Taking the V out of VAEs: long live KL-regularized autoencoders!
I recently read this post about generative modelling in latent space by Sander Dieleman and agreed strongly with the following quote (copied verbatim except for typo correction):
KL regularisation, on the other hand, is a core part of the traditional VAE setup: it is one of the two terms constituting the evidence lower bound (ELBO), which bounds the likelihood from below and enables VAE training to tractably (but indirectly) maximise the likelihood of the data. It encourages the latents to follow the imposed prior distribution (usually Gaussian). Crucially however, the ELBO is only truly a lower bound on the likelihood if there is no scaling hyperparameter in front of this term. Yet almost invariably, the KL term used to regularise continuous latent spaces is scaled down significantly (usually by several orders of magnitude), all but severing the connection with the variational inference context in which it originally arose.
The reason is simple: an unscaled KL term has too strong an effect, imposing a stringent limit on latent capacity and thus severely degrading reconstruction quality. The pragmatic response to that is naturally to scale down its relative contribution to the training loss. (Aside: in settings where one cares less about reconstruction quality, and more about semantic interpretability and disentanglement of the learnt representation, increasing the scale of the KL term can also be fruitful, as in beta-VAE.)
We are veering firmly into opinion territory here, but I feel there is currently quite a bit of magical thinking around the effect of the KL term. It is often suggested that this term encourages the latents to follow a Gaussian distribution, but with the scale factors that are typically used, this effect is way too weak to be meaningful. Even for “proper” VAEs, the aggregate posterior is rarely actually Gaussian.

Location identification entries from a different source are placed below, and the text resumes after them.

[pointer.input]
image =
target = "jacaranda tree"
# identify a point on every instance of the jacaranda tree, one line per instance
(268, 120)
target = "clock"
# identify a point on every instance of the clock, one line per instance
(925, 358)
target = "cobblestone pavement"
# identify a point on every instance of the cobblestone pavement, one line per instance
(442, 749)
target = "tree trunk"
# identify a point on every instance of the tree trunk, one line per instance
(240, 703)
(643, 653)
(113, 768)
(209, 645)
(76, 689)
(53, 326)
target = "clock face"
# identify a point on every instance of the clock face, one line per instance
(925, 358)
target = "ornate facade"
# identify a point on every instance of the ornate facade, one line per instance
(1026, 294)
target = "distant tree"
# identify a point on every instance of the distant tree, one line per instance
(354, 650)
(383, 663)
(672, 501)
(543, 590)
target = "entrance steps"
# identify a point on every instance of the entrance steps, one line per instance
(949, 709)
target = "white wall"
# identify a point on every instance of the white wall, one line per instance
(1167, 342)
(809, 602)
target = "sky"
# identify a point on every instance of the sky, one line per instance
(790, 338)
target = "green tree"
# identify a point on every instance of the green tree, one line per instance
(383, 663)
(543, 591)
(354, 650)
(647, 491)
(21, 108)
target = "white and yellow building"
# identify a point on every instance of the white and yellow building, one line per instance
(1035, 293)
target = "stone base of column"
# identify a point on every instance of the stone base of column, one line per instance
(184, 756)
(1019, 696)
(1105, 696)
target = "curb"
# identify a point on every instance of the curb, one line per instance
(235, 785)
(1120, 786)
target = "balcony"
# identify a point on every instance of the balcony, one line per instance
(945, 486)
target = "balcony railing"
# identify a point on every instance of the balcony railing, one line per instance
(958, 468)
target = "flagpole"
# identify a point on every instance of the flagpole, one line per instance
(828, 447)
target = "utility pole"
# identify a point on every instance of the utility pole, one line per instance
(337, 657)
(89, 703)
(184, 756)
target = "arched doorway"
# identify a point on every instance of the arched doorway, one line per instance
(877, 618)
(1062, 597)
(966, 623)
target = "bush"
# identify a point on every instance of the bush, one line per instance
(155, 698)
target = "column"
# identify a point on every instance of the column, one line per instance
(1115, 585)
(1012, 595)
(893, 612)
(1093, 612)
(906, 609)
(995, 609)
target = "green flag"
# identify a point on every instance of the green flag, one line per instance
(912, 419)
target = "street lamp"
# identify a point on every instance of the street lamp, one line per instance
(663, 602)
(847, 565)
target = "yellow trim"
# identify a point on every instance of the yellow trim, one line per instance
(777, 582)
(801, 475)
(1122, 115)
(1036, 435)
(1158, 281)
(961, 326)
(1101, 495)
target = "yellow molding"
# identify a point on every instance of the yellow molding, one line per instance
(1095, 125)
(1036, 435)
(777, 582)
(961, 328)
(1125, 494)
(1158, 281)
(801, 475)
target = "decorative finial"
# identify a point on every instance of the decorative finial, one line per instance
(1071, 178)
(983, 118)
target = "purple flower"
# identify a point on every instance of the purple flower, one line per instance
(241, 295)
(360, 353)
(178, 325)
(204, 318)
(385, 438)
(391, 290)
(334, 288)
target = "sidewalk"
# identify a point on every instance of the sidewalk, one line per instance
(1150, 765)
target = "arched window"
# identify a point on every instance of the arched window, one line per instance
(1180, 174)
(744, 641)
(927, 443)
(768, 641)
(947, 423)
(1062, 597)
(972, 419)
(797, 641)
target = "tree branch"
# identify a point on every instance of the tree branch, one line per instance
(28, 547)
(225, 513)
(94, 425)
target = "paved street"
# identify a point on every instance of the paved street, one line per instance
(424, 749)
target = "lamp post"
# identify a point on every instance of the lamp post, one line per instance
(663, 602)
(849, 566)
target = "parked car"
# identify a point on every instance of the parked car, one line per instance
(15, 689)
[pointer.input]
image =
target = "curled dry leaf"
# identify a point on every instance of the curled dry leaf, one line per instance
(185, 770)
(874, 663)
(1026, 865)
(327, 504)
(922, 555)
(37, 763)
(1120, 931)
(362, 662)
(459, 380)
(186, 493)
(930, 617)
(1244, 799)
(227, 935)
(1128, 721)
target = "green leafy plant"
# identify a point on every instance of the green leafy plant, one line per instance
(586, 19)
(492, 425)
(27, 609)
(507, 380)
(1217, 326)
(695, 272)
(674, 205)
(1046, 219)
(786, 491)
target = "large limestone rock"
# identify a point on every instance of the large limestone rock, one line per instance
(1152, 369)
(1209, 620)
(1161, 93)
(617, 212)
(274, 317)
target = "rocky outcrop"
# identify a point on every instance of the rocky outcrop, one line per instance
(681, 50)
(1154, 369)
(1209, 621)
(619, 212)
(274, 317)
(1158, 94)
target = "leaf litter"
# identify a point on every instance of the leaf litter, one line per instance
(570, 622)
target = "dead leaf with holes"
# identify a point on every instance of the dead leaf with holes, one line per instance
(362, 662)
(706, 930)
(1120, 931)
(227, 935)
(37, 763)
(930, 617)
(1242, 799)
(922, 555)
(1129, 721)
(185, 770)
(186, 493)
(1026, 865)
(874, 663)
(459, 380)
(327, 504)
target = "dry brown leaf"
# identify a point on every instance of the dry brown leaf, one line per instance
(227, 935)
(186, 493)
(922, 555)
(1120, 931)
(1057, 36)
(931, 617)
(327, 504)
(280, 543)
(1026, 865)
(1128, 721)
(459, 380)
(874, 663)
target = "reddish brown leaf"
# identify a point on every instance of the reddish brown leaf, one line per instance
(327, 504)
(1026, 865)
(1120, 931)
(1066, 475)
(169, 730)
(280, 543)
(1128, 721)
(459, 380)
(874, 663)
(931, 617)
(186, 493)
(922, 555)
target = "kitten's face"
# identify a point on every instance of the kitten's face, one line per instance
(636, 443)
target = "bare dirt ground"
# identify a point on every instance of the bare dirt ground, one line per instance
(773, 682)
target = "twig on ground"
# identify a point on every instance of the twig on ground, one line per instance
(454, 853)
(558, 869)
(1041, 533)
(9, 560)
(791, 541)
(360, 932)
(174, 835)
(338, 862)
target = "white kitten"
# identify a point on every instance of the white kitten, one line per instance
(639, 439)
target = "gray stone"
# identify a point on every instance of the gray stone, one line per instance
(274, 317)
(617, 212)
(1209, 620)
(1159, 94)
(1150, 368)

All of this renders the “V” in “VAE” basically meaningless, in my opinion – its relevance is largely historical. We may as well drop it and talk about KL-regularised autoencoders instead, which more accurately reflects modern practice. The most important effect of the KL term in this setting is to suppress outliers and constrain the scale of the latents to some extent. In other words: while the KL term is often presented as constraining capacity, the way it is used in practice mainly constrains the shape of the latents (but even that effect is relatively modest).
KL-regularized autoencoders are just one part of a whole family of regularized autoencoders, some with a probabilistic interpretation (eg Wasserstein autoencoders), others less so.
I will try to use the term "X-regularized autoencoder" myself in the future.